The EU crackdown on big technology began in earnest on Wednesday as the European Commission issued its first fine under the Digital Markets Act. This is a regulation designed to prevent major players in the technology world from abusing dominant positions in the industry.
Apple’s fines total for the larger of the two, totaling 500 million euros ($570 million), and it follows a research into whether the company is investigating whether it will save customers money and save cheaper streaming subscriptions if it pays outside the app store ecosystem. The European Commission discovered that Apple was preventing app developers from notifying people about cheaper payment methods, and ordered the company to change this practice.
Meanwhile, Meta has received a fine of 200 million euros ($228 million) as it uses Meta’s platform for free, including Facebook, Instagram and WhatsApp, and offers Europe the binary choice of using Meta’s platform to accept the company, paying a premium across the service or premium to store data individually.
The European Commission initially told META that the model was not DMA-compliant, so the company introduced new practices that provide people with more options than how they use their data.

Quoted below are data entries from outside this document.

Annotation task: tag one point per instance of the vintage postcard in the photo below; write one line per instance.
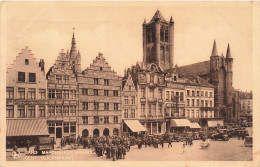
(129, 83)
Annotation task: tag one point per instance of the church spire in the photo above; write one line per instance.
(228, 55)
(214, 50)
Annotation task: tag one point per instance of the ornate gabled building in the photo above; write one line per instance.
(130, 113)
(25, 100)
(129, 97)
(150, 84)
(63, 93)
(99, 100)
(158, 42)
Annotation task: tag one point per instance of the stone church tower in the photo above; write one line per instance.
(221, 76)
(74, 57)
(158, 42)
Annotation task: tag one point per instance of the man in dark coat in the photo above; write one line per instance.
(162, 142)
(113, 152)
(169, 142)
(108, 149)
(27, 145)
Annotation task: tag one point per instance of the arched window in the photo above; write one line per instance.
(26, 62)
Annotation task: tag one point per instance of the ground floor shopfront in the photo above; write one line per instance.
(21, 131)
(62, 127)
(113, 129)
(154, 127)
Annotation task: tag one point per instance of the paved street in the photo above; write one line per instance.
(218, 151)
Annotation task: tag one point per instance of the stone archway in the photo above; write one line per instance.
(106, 132)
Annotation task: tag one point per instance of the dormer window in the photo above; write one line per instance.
(26, 62)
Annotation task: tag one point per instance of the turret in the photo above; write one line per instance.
(171, 42)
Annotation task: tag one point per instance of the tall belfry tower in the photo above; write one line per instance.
(158, 42)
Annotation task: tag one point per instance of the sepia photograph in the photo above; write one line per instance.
(126, 82)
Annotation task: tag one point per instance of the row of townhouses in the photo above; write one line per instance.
(153, 96)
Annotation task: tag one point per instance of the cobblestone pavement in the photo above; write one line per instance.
(232, 150)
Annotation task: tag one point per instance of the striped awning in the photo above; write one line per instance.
(215, 123)
(180, 123)
(194, 125)
(135, 125)
(26, 127)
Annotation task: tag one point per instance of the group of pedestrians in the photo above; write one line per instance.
(153, 141)
(112, 147)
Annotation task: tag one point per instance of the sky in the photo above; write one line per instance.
(115, 29)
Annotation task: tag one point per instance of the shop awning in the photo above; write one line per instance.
(180, 123)
(194, 125)
(215, 123)
(26, 127)
(135, 125)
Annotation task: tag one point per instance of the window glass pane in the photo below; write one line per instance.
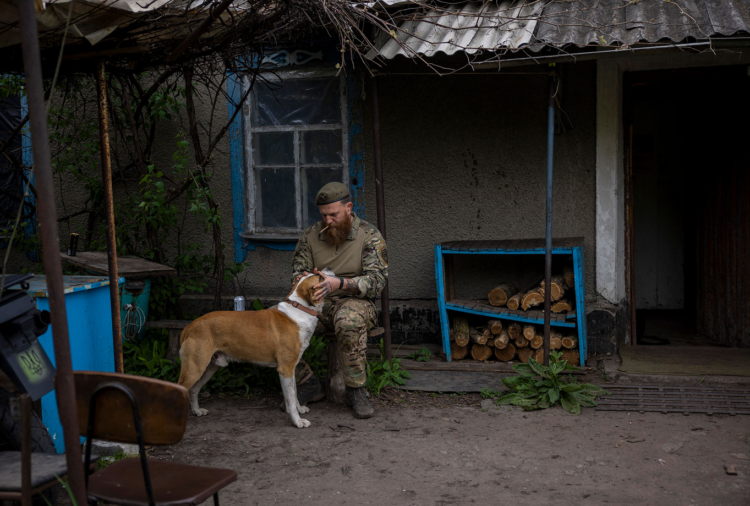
(273, 148)
(320, 146)
(274, 198)
(297, 102)
(313, 179)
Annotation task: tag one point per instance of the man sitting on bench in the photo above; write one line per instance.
(357, 254)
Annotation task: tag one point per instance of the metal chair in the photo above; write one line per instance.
(133, 409)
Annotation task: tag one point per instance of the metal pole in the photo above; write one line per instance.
(548, 229)
(109, 208)
(25, 403)
(385, 304)
(64, 383)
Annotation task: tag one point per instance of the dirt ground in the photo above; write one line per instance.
(445, 449)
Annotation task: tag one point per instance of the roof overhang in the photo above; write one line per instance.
(495, 28)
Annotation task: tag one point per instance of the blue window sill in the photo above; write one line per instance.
(279, 242)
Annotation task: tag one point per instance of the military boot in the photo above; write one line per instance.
(358, 398)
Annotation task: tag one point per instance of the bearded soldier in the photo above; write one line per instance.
(356, 252)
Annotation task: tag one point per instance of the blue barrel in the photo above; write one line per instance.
(89, 329)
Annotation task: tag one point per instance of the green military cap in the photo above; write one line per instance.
(330, 193)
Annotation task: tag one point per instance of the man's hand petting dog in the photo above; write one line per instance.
(332, 283)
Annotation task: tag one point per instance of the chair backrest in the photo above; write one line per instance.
(163, 408)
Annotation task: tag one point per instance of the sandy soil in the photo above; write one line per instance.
(442, 449)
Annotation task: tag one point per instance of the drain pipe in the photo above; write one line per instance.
(64, 382)
(548, 229)
(385, 304)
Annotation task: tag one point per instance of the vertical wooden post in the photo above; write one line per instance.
(25, 450)
(64, 382)
(385, 303)
(548, 229)
(109, 207)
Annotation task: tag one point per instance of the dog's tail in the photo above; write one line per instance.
(196, 350)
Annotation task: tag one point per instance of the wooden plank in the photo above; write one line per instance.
(536, 317)
(453, 381)
(465, 366)
(449, 278)
(445, 331)
(128, 267)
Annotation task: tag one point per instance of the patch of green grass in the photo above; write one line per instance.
(107, 461)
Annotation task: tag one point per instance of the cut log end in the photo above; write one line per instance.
(514, 331)
(562, 306)
(458, 352)
(481, 352)
(499, 295)
(569, 276)
(532, 298)
(525, 353)
(570, 342)
(529, 332)
(522, 342)
(477, 337)
(502, 340)
(506, 353)
(495, 326)
(460, 330)
(558, 288)
(536, 342)
(514, 302)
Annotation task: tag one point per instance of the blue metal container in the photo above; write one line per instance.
(90, 329)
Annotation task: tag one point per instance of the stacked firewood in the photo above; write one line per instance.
(506, 341)
(508, 295)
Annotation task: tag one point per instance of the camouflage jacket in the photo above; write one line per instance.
(374, 257)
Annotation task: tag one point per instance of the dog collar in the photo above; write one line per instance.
(299, 306)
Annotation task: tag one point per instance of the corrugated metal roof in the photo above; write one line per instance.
(516, 24)
(609, 22)
(468, 27)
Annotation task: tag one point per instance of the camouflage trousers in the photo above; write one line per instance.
(350, 318)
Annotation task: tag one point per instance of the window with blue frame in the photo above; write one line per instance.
(295, 141)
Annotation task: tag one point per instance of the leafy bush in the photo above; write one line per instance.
(382, 373)
(530, 392)
(149, 358)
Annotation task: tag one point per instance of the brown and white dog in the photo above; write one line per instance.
(275, 337)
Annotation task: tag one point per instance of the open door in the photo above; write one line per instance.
(688, 197)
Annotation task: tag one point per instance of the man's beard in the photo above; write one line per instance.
(337, 233)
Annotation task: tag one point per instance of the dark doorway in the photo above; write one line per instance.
(690, 194)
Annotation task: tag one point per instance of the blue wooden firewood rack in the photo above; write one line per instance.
(561, 246)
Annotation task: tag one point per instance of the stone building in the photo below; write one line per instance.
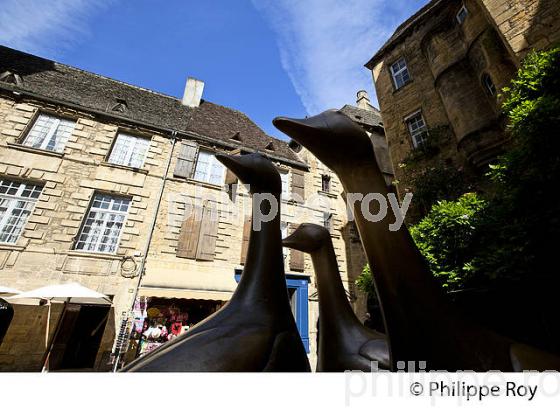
(439, 76)
(99, 184)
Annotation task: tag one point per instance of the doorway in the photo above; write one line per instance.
(79, 337)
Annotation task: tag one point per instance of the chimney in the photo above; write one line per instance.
(193, 92)
(363, 101)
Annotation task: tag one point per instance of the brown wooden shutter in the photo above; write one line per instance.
(245, 243)
(298, 184)
(186, 159)
(208, 233)
(188, 238)
(297, 261)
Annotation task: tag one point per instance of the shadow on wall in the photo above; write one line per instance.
(23, 348)
(83, 341)
(544, 28)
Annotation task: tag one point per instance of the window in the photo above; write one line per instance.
(488, 84)
(284, 233)
(49, 133)
(285, 178)
(417, 128)
(199, 233)
(17, 200)
(400, 74)
(325, 183)
(209, 169)
(102, 227)
(298, 294)
(327, 221)
(462, 14)
(129, 151)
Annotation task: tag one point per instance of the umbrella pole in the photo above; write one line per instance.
(48, 326)
(58, 326)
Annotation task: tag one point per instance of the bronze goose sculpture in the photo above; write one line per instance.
(421, 324)
(255, 331)
(344, 343)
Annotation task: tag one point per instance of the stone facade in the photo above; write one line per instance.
(458, 56)
(149, 258)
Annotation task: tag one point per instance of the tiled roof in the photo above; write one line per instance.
(370, 120)
(91, 92)
(363, 117)
(403, 29)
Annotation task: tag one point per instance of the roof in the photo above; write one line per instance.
(371, 118)
(371, 121)
(404, 29)
(44, 78)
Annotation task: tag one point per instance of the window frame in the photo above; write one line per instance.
(285, 180)
(394, 74)
(204, 150)
(416, 144)
(14, 200)
(462, 11)
(326, 178)
(490, 91)
(85, 220)
(328, 219)
(128, 133)
(31, 124)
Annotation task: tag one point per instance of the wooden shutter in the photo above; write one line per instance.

However, the company is still receiving fines for its previous models.
Silicon Valley and the EU have long had a very important relationship. Almost a decade ago, Apple CEO Tim Cook dismissed the massive EU tax bill as “political crap.” However, as geopolitical tensions between Europe and the US are now growing, fines are more divisive than ever. It’s often difficult to see how high-level regulatory decisions affect the tech industry, but it’s all we need to understand the power of the EU to drop the iPhone’s lighting ports and support USB-C charging to shake up the actions of high-tech companies.
The Digital Markets Act has two purposes. It gives promising tech companies the opportunity to prove themselves in an industry dominated by the world’s wealthiest companies. It is also designed to ensure European tech users (and sometimes even further away). Plus, in addition to the best services and transactions, it is designed to ensure you have the ability to decide for yourself how to spend your money and how to use your data. The European Commission has the authority to fine up to 10% of annual global revenues under this regulation, but these fines fall below this threshold to proportionate to certain violations of the law.
“Ensuring free business and consumer choice is at the heart of the rules set out in the Digital Markets Act,” said Henna Wilkunen, vice president of technical sovereignty at the European Commission. In a statement Tuesday. “This includes giving citizens complete control over when and how data is used online, and ensuring that businesses are free to communicate with their customers. The decision adopted today has discovered that both Apple and Meta have to take this free choice from users and change their behavior.”
However, to Silicon Valley tech giants, the EU approach often appears unnecessarily punitive. In a statement issued Wednesday, an Apple spokesman accused the European Commission of moving its goal post and said the company plans to appeal the decision.
“Today’s announcement is another example of the European Commission unfairly targeting Apple in a series of decisions that are bad for users’ privacy and security, products and enforce free technology,” a company spokesperson said. “We spent hundreds of thousands of engineering hours and made dozens of changes to comply with this law, but users haven’t requested it.”
Meanwhile, Joel Caplan, Meta’s Chief Officer of Global Affairs, said the European Commission is “trying to make American businesses successful while ensuring Chinese and European companies can operate under different standards.” He said, “This isn’t just fines. The committee that forces them to change their business model effectively imposes multi-billion dollar tariffs on the meta, demanding that they provide inferior services.
Meta, who is suffering for being penalized after making multiple changes to their business model, could also sue a fine. The company asserts that there is nothing in the Digital Markets Act to justify the changes the Commission is seeking for.